Dr Stanley scowls blackly. “The village was one of the trigger spots for earthquakes in this area, you fool. And now this… this…” he stammers, trying to think of a word ugly enough to describe Nora. “This woman has destroyed all my work.”
“Not quite all,” Turing points out. “You still have your computer and backup discs.”
The scientist glares at him. “Yes, and what use are they when the machinery is spread half way across the mountain? It’s going to take me years to rebuild it. Even if I manage to get permission to carry on here.”
“Nakumara might be able to arrange something,” Greg suggests. “He’s out of government but I’m willing to bet he’s still got connections. That’s the way things work. Talking of government, Tami, what else do you know about the ministers who visited here?”
She colours as he addresses her. “Jinnouchi, Nakao and Maboroshi. They are popular in the country because they are very Japanese. You know, they say the Japanese are superior to other people.” She flushes a little harder. “It’s not true, of course. They are interested in this area, which is a good thing for the people, I suppose, but they have not done anything to help when the trouble started here. They promised they would, but they didn’t. Maybe it’s true that Nakao has friends in the Yakuza.” She falls silent.
“Is there anything else you can tell us,” Daniel urges. “Anything at all.”
She bites her lip and shakes her head. “I am sorry, Daniel-san. I do not think so. “When they visited they came together in one car and left together. They all wore suits – very western, and didn’t change into the hotel kimonos like most Japanese people do. They did not talk much but we saw the light on in their rooms all that night so maybe they were working. They left early in the morning. That is all I know.”
“It will do for now,” Greg says, patting her hand. “Thank you. I agree with Joe – we’ve given our foe a setback by defeating the first force he sent against us, but the battle is far from over.
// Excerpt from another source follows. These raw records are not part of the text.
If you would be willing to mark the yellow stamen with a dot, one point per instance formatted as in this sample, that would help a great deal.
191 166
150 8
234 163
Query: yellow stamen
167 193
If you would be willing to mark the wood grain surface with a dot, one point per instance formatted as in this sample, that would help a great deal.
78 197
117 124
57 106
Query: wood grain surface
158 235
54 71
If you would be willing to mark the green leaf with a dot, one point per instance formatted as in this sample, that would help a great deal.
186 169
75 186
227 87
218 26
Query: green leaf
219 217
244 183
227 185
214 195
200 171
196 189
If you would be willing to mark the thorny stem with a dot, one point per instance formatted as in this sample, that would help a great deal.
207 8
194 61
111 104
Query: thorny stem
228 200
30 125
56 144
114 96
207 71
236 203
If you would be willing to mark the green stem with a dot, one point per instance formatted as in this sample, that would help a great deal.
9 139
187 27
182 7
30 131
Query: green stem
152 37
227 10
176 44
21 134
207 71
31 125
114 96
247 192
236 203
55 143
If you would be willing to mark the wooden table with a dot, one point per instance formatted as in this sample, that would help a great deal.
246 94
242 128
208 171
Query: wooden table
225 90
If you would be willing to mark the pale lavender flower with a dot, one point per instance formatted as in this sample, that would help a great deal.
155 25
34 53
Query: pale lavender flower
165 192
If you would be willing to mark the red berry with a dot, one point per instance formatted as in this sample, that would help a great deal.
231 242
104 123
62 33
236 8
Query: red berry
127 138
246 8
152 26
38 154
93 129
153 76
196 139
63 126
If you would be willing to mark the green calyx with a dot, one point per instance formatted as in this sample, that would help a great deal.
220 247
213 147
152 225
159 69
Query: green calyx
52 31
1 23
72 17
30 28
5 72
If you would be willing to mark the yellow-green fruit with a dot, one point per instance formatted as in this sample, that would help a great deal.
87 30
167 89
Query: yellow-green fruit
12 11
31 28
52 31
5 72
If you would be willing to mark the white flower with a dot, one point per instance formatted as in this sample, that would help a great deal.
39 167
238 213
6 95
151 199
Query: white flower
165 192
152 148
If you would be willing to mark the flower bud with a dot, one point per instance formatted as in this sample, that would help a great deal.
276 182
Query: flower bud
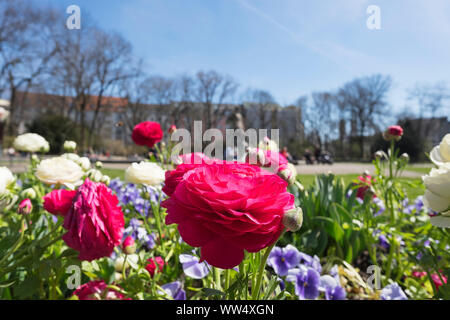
70 146
95 175
128 245
28 193
25 207
379 154
106 180
84 163
293 219
393 133
172 129
288 173
98 165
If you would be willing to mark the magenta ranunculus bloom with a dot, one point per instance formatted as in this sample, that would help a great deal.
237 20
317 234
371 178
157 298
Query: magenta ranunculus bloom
147 133
97 290
58 202
94 219
226 208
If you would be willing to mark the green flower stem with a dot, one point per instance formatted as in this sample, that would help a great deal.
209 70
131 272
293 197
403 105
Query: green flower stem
256 290
390 259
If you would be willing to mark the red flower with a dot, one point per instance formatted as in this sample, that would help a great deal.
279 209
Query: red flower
435 277
366 183
172 129
25 207
94 219
147 134
58 202
97 290
226 208
151 267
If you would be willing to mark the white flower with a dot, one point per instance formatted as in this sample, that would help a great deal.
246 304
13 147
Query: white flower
437 193
441 153
6 178
28 193
95 175
146 173
31 142
71 156
59 170
70 146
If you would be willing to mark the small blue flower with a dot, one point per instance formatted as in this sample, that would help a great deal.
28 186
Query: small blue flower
393 292
283 259
192 268
306 280
331 287
175 290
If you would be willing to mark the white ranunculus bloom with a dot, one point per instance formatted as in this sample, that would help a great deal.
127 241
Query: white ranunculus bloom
441 153
71 156
59 170
6 178
31 142
437 193
70 146
146 173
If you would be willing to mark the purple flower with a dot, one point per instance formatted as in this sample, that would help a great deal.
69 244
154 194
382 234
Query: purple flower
175 290
384 242
139 233
419 203
313 262
393 292
192 268
330 286
283 259
306 280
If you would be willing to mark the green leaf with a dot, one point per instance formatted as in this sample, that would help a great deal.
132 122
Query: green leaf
208 292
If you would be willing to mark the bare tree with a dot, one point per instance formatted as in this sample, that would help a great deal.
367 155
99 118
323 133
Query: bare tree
365 98
112 58
23 58
212 91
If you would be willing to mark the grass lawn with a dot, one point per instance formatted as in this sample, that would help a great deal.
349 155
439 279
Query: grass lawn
419 169
309 179
412 192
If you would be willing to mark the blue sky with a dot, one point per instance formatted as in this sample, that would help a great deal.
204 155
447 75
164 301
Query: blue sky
288 47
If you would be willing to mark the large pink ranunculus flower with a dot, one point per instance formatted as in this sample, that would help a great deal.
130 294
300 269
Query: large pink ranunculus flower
58 202
97 290
147 133
226 208
94 219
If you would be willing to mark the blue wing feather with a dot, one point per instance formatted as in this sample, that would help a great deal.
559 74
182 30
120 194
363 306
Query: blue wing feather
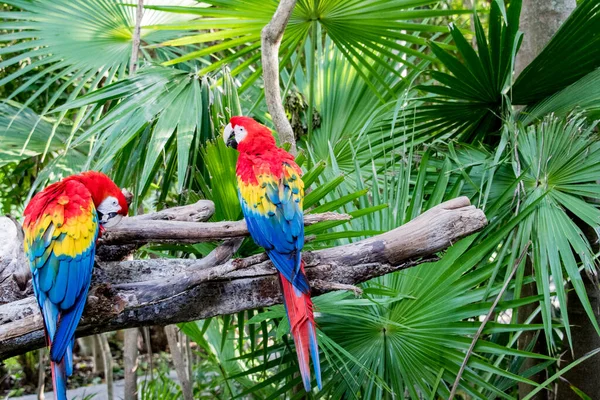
279 232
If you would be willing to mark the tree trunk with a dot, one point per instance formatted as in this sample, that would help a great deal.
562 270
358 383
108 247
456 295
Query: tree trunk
540 19
130 363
Surely he will send a greater force soon and we need to be ready. Maddy, you need to prepare your magical arsenal. Joe, you have to defend Maddy. Nora and Turing, I was going to say you should defend Dr Stanley’s earthquake generator but it’s too late for that now. At least it didn’t fall into the enemy’s hands. Now, what was there in the hotel that could have caused such a conflagration when Maddy’s spell struck?”
“I think it was just my spell,” Maddy says in a small voice.
Tami nods agreement. “There was not anything unusual there. We didn’t even have any guests because of the threat of trouble from the Yakuza. Also, there is much wood and paper in the hotel, for all the screens and walls. They burn very easily.”
“Dragons…” Maddy muses, rubbing her shorn head. “They’re always, like, connected to the Earth. Spilling their blood is s’posed to make the land, uhh, fertile again – y’know, like with Saint George? An’ I was reading up on, like, Shinto temples on the Net: they like sacrifices of, um, fruit an’ flowers, yeah?” She pauses.
“So, I want to make some Chaospheres to, like, plant in Yashimoto’s ‘dragon-earth’ – y’know, like that magical Trojan Horse stuff Greg said? Or, uhh, like poison-apples. Booby-trapped sacrifices. Whatever.” She peers at the group, her gaze linger on Greg and Nora.
“She’s completely flipped this time,” Nora mutters.
Maddy smiles. “I really need your bad vibes, though, yeah? ‘Specially you, Nora. And, um, Greg. You should do the cleaning of evil ritual Anzen-san taught us and direct all your bad ch’i into the apples. Oh, and, like, customise ‘em, yeah? Try to make it, y’know, your Chaosphere…” She fiddles for a strand of hair to chew and ends up chewing Miyage’s wooden beads instead. “I dunno why, but Yashimoto’s, like, really scared of Buddha. He tried to kill that baby Lama guy in thingummy…Kampuchea. An’ now he’s trying to get all the Buddhisty stuff out of Japan. D’you think it’s ‘cause Buddhism’s, like, a human-centred thing? I mean, didn’t Prince Siddartha Gautama go on about how he was human and, like, not a God? That’s, uh, not exactly a Yliddy thing to do, is it?”
“Whatever the reason, if he’s afraid of Buddha we can use it against him,” Flint says decisively. “What do we do with the apples when we’ve got them ready?”
Maddy hasn’t quite decided yet. She shrugs. “We’ll worry about that when they’re done.” She gets up and wanders outside. Joe raises his eyebrows at the others and levers himself to his feet to follow her.
A few minutes later, Mahmu comes in. “The temple is secure,” he says. He is carrying a pair of wooden carvings, one in each hand. He sets them down. “These have belonged to the temple for a long time. Anzen-san says you are welcome to have them if they can be used to stop Yashimoto’s plans. Mr Turing, I believe you said you could put them onto the black market where Yashimoto could find them?”
It is almost midnight. Daniel is barely aware of the time passing as he scans through list after list on his computer. Volcanoes. Possible effects. He finds some articles written by Aidan Stanley himself.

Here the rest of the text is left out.